Please contact me with any questions, comments, or suggestions.

Wynne Norton

Friday, July 9, 2010

A Few Brief Thoughts on Day Three

First and foremost, I'd like to thank everyone who participated in the scale-up/spread conference during the past few days, including planning committee members, funding agencies, working group leaders, paper authors, recorders, logistics coordinators, and the impressive, diverse, and wonderful group of attendees. 
Second, I want to highlight three sample ideas that I think resonated with group members, as they were reflected in several of the recommendation statements provided during the report-out sessions toward the end of today:

1. We need to create a mechanism for sharing the rich set of stories that we have on scale-up/spread, which would include descriptions of both our successes and our failures. 

2. We need to re-conceptualize traditional forms of measurement and monitoring, from a perspective that is predominantly project-specific or time-limited to one that views data as a continuous, ongoing opportunity to learn about what is working, what isn't working, and what can still be improved.

3. We need to take advantage of the opportunity to describe, assess and/or test different strategies (or combination of strategies) of scale-up/spread as they occur in everyday settings where "pull" activity is already in place. Researchers should be embedded in such projects to help grow an evidence-base in scale-up/spread methodology. 

Finally, I would like to reiterate the fact that we really view this meeting as the beginning of a series of activities, collaborations, and products that will occur over the weeks, months, and years to come. We look forward to your suggestions, input, and contributions as we work collectively to advance this exciting field.

Wynne Norton 

Wednesday, July 7, 2010

Six Interesting Ideas from Day Two

After a review of the conference's helpful commissioned papers on scale-up and spread in health care, public health and international health settings, the meeting turned to a visioning exercise where work groups tried to (a) imagine the attributes of a better system for spreading effective practice, and (b) identify "gaps" or areas for improvement. Though I didn't have the benefit of being in all groups at all times, here are some common themes and great ideas to emerge in the conversation:

1. We need to redesign incentives (e.g., payment, recognition, career advancement) for innovators and researchers that drive them to scale-up and deepen their skills in implementation and spread.

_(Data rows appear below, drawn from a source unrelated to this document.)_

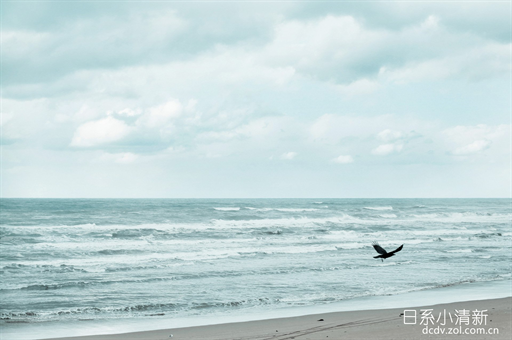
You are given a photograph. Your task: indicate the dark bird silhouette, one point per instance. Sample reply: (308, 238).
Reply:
(383, 253)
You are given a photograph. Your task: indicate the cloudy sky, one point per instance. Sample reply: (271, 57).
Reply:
(255, 99)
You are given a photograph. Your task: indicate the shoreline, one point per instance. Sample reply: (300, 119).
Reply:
(363, 324)
(102, 329)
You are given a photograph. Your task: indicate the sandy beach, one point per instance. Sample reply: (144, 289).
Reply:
(461, 319)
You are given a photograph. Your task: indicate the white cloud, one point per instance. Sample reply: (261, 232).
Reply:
(389, 135)
(475, 147)
(343, 159)
(467, 140)
(160, 115)
(120, 158)
(289, 155)
(99, 132)
(386, 149)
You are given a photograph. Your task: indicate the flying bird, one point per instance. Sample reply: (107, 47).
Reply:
(383, 253)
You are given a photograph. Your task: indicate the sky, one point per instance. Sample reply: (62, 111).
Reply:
(228, 99)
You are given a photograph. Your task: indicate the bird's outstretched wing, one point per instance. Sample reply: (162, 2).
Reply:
(397, 249)
(378, 248)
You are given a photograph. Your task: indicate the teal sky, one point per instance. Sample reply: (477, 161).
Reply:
(256, 99)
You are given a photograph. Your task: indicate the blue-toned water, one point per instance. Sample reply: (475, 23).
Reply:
(77, 259)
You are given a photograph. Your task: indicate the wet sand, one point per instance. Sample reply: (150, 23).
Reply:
(365, 324)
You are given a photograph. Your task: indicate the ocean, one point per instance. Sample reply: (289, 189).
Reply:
(80, 260)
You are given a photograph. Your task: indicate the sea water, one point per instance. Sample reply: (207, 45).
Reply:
(67, 261)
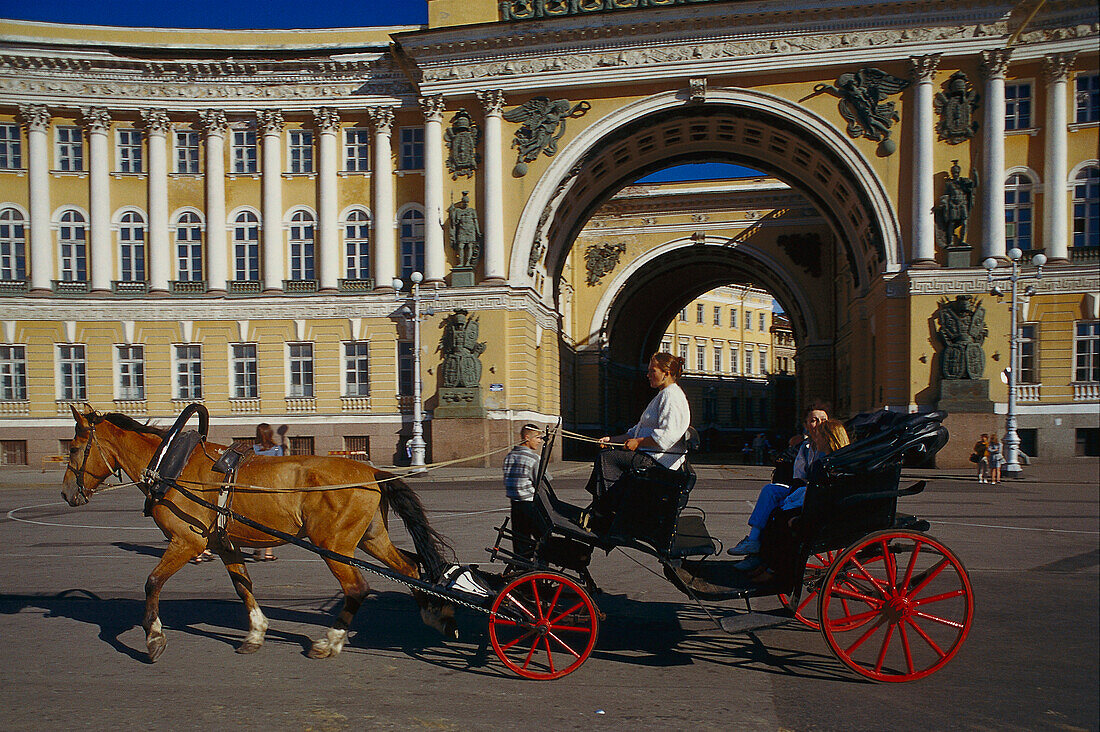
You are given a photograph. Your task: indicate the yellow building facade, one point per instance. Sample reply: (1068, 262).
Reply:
(219, 215)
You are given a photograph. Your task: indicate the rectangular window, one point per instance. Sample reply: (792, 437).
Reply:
(1016, 106)
(189, 371)
(411, 157)
(131, 372)
(128, 152)
(358, 150)
(13, 452)
(69, 149)
(1088, 97)
(405, 368)
(73, 372)
(1087, 352)
(301, 151)
(13, 373)
(1029, 373)
(11, 151)
(301, 370)
(356, 369)
(187, 151)
(245, 383)
(244, 151)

2. There is work to be done on raising awareness about the importance of change management and scale up that has to occur simultaneous to actual change management efforts (i.e., we need to create a ready substrate of the "interested, willing and capable").

3. There is an important distinction to be made between efforts to scale up a particular practice and multi-disciplinary efforts to improve health for large populations (i.e., differences in the motivations, interventions and mechanisms for these different types of change).

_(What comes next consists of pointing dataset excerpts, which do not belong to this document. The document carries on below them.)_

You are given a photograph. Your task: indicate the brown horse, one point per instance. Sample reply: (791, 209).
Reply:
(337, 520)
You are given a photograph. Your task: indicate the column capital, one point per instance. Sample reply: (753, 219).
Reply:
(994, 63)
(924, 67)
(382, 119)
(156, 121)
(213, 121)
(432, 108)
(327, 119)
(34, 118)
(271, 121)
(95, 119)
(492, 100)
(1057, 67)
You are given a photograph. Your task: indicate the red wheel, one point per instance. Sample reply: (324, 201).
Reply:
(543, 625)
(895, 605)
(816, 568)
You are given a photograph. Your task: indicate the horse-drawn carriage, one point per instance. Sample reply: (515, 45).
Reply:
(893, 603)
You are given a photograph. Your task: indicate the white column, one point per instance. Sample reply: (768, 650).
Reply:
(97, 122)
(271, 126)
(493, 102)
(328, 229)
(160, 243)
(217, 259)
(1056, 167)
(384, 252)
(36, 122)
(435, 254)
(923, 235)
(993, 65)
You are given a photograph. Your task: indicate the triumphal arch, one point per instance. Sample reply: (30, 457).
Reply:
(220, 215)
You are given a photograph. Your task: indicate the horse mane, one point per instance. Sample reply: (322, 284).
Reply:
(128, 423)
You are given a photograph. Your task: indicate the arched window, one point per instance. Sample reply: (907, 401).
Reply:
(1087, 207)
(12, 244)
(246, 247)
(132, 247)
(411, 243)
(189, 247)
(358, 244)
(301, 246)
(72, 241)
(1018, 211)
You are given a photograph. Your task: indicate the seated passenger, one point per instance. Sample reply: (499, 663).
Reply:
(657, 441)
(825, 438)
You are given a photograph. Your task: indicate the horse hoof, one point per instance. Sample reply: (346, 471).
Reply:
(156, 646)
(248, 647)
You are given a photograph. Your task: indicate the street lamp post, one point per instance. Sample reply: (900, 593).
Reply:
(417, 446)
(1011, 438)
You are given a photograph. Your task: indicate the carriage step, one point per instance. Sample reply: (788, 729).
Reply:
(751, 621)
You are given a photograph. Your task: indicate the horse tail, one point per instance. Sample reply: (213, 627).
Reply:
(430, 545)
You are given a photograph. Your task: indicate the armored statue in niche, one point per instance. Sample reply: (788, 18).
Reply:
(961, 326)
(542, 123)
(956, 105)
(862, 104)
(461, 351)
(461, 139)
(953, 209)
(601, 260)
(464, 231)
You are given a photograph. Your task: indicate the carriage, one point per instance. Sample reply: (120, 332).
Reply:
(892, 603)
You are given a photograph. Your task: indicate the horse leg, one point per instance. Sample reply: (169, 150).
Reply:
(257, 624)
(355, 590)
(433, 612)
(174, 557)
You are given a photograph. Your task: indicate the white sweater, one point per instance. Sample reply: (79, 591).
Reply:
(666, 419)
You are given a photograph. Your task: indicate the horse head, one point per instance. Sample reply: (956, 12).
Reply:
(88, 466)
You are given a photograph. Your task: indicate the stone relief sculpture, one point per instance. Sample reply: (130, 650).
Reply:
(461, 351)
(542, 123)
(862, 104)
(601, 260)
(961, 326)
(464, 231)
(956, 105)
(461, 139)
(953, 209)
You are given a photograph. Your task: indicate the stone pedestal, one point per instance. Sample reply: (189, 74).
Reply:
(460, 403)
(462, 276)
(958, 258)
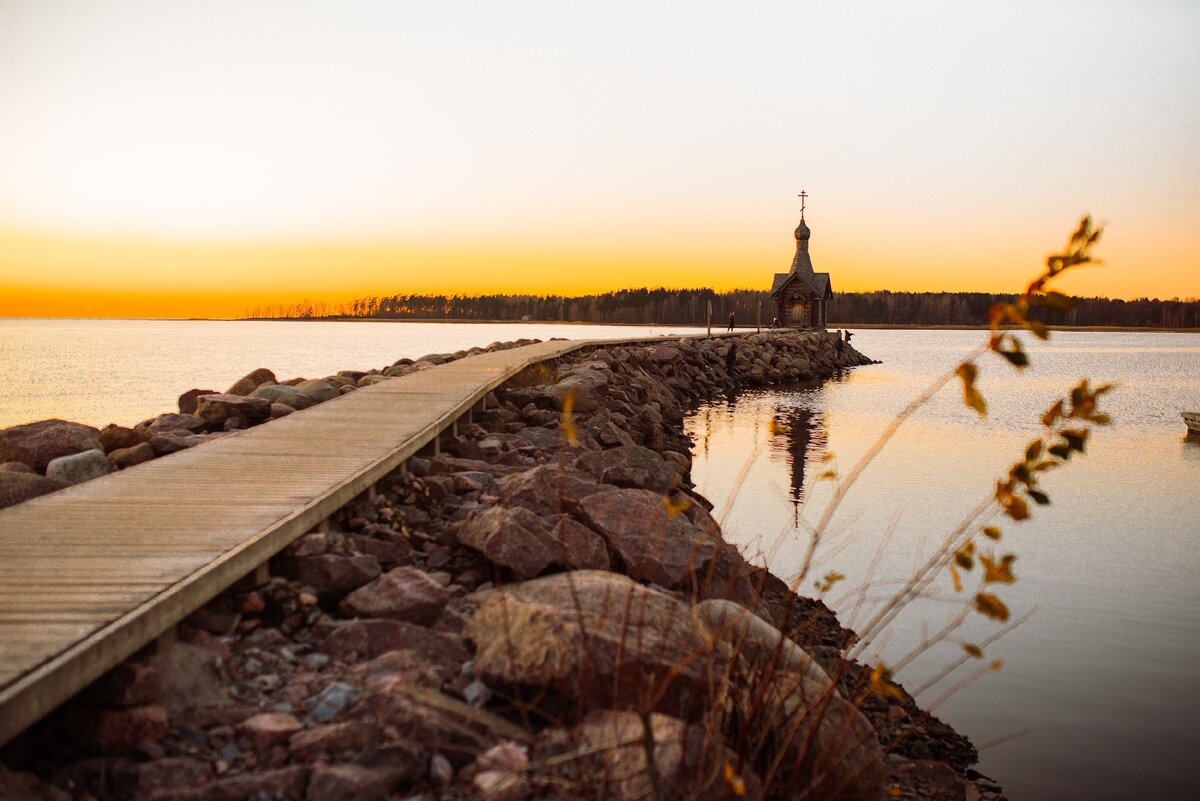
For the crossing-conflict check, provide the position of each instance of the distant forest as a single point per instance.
(688, 307)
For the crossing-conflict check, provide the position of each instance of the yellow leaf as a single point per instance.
(829, 579)
(671, 507)
(990, 606)
(881, 684)
(971, 397)
(569, 431)
(731, 777)
(997, 572)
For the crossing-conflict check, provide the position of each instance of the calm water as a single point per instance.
(125, 371)
(1103, 682)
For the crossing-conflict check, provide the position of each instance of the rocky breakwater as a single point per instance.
(49, 455)
(545, 609)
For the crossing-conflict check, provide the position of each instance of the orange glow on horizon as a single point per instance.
(47, 275)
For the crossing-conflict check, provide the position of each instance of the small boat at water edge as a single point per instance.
(1193, 421)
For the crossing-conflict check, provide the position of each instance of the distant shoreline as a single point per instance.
(832, 326)
(721, 325)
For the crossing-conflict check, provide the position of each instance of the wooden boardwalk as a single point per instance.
(93, 573)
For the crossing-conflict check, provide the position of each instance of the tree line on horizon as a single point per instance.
(749, 306)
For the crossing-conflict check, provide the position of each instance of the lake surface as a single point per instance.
(99, 372)
(1102, 684)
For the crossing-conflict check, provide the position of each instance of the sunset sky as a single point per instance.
(167, 158)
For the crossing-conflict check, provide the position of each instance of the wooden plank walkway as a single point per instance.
(91, 573)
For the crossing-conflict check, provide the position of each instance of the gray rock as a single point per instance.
(217, 409)
(173, 443)
(78, 468)
(127, 457)
(187, 402)
(19, 487)
(283, 393)
(318, 390)
(171, 422)
(251, 381)
(115, 438)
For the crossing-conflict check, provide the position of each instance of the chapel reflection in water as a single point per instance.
(799, 437)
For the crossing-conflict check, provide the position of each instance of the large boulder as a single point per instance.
(598, 639)
(783, 699)
(631, 465)
(605, 757)
(583, 398)
(511, 537)
(216, 409)
(37, 444)
(527, 544)
(19, 487)
(251, 381)
(651, 536)
(401, 594)
(330, 576)
(546, 489)
(79, 467)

4. There is chronic underuse and under-testing of innovative practices, technologies and methods, particularly from other fields, and there is a need for "facilitated evolution" in order to accelerate learning and adoption -- creating networks of distributed innovation among all actors in a given system, region or population.

5. We need to create some kind of shared system for setting health care and public health priorities, based upon some calculus (acuity, volume, etc.).

6. We new forms of evaluation that yield learning during the scale-up process, as well as reliable studies of project performance at the conclusion of a given effort.

Over dinner, we also heard from Anne-Marie Audet, Rashad Massoud, Russ Glasgow and Chris Goeschel, offering perspective on ongoing efforts at to spread effective practices inside and outside of the US. Their stories and outcomes - which we'll include in the conference notes - were very compelling, demonstrating innovative models of spread and breakthroughs in mobilizing energy and activity at the front lines of care. Once again, we'll benefit from these stories and insights as we re-engage tomorrow.